この見解が、「研究遂行が研修(授業)より先に行われているから特定支出に当たらないこと」を意味するのであれば、次の理由から妥当ではありません。所得税法は、特定支出について、各年に提供を受けた役務に対応する支出を指しています。また、研修に関する特定支出について、単に「職務の遂行に直接必要な技術又は知識を習得することを目的として受講する」ことを要件としています。職務に就く前に、研修が先に始まっていたとしても、就職・転職等により生じた新たな職務の遂行に直接必要であるのであれば、この要件に該当すると解釈することが妥当です。要は時期の前後は関係なく、必要か、必要でないかが問題です。
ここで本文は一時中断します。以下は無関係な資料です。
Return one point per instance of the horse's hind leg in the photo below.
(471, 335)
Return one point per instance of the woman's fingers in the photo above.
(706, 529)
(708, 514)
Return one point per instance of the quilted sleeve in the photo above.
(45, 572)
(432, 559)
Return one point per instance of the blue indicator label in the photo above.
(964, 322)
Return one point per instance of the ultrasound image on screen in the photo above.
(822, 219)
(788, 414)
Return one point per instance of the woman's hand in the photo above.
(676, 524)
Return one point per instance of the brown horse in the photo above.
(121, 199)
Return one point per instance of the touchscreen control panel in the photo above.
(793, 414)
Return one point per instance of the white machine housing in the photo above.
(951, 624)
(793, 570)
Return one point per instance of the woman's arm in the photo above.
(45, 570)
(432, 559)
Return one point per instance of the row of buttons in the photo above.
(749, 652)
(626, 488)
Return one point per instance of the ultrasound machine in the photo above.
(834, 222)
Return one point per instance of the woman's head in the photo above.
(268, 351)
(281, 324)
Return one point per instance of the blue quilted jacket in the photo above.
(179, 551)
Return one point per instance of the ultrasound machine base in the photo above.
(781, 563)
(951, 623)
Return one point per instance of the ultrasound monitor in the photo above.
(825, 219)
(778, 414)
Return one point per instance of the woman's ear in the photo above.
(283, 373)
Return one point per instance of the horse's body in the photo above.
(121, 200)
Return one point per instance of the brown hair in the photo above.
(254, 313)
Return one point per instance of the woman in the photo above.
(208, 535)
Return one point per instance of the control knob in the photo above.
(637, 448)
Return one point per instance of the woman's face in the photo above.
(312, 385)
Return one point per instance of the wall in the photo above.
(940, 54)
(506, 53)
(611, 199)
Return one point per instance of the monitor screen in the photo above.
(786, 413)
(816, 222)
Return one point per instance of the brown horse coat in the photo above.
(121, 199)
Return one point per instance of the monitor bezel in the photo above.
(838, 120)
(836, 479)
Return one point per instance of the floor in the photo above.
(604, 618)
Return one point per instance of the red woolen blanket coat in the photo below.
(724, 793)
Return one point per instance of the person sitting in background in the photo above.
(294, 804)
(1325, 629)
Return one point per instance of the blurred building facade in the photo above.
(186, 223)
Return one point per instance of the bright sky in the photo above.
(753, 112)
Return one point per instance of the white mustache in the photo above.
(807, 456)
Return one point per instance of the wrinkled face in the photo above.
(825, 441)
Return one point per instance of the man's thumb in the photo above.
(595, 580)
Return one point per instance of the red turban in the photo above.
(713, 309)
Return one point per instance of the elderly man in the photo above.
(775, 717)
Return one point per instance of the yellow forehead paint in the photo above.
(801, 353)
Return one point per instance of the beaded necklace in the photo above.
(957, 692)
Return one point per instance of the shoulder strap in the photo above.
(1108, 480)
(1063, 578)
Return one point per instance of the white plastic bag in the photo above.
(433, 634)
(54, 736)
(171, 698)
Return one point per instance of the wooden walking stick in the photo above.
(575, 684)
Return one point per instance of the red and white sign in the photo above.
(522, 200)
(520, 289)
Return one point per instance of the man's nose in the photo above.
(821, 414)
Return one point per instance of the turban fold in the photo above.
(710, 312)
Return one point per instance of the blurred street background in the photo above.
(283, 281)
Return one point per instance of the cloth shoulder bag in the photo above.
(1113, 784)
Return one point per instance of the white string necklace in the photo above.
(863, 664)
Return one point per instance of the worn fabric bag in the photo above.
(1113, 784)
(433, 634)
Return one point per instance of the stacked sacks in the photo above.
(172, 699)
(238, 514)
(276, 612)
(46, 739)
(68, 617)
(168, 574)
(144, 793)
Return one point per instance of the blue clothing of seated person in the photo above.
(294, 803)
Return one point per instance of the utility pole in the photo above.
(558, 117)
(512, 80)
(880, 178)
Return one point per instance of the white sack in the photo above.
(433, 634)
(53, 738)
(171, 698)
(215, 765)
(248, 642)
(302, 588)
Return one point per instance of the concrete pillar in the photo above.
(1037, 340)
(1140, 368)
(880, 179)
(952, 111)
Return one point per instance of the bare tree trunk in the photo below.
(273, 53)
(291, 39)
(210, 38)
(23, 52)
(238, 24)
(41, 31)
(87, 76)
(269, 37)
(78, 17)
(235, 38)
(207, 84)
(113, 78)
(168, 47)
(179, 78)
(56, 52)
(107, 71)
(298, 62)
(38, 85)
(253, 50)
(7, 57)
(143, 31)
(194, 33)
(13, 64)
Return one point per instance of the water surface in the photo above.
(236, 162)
この見解が、授業と研究遂行とは独立している(関係がない)ことを意味するのであれば、次の理由から妥当ではありません。申請及び採用の条件である大学院在学によって受ける授業で得る技術又は知識が、研究遂行と無関係であるならば、そもそも研究専念義務を課していることと矛盾します。授業が研究遂行と無関係であるならば、極論、研究専念のために「授業を受けてはいけない」ことになりますが、当然のことながらそのような制度にはなっていません。また、特別研究員(DC)においては、特別研究員(PD)とは異なり、受入研究機関を教育機関である「大学院研究科」に限定しています(PDはその他の研究機関も可)。すなわち本制度は、授業による技術又は知識の習得が特別研究員(DC)の研究遂行に不可欠であることを前提としていると解釈することが妥当です。

再び日本学術振興会の見解

というようなことを述べたところ、下記のような返答をいただきました。

・申請要件として、大学院博士課程に在学(特別研究員で研究するための資格)していること。
⇒本事業の目的は、自由な発想に基づいて研究課題を設定し、将来、創造性に富んだ研究者を育成することにあります。
大学院が技術又は知識を習得する場であることは分かるのですが、学校教育法では大学院は教育機関と位置付けられており、
教育の成果を研究に活用すると整理しています。
このことからも、特別研究員の成果報告には、自由な研究であるうえ厳しい審査等を設けていません。
・特別研究員以外の身分として、大学院生の身分を持てると認められていること。
⇒プロジェクトで雇用されている研究員とは違い、自由な発想で研究を遂行するのが特別研究員になります。
独立した研究者に研究奨励金を支給しているものであり、研究活動をする上で教育機関である大学院に所属しても構わないと整理しています。
※将来、優れた研究者として活躍するには博士号を取得している必要があります。
・研究遂行経費において、大学院の入学料・授業料等の学費を含めることができないこと。
・特別研究員の研究が先にあり、授業は技術又は知識を習得する場ではあるが、特別研究員の研究は申請書に基づくものであること。
⇒「特定支出(研修費)に関する証明の依頼書」には、給与支払者が記載事項を確認し、技術または知識を習得するためのものであることを証明する必要があります。
このような整理によって、図書館等の利用など含まれる授業料=特別研究員の研修と証明することは難しいです。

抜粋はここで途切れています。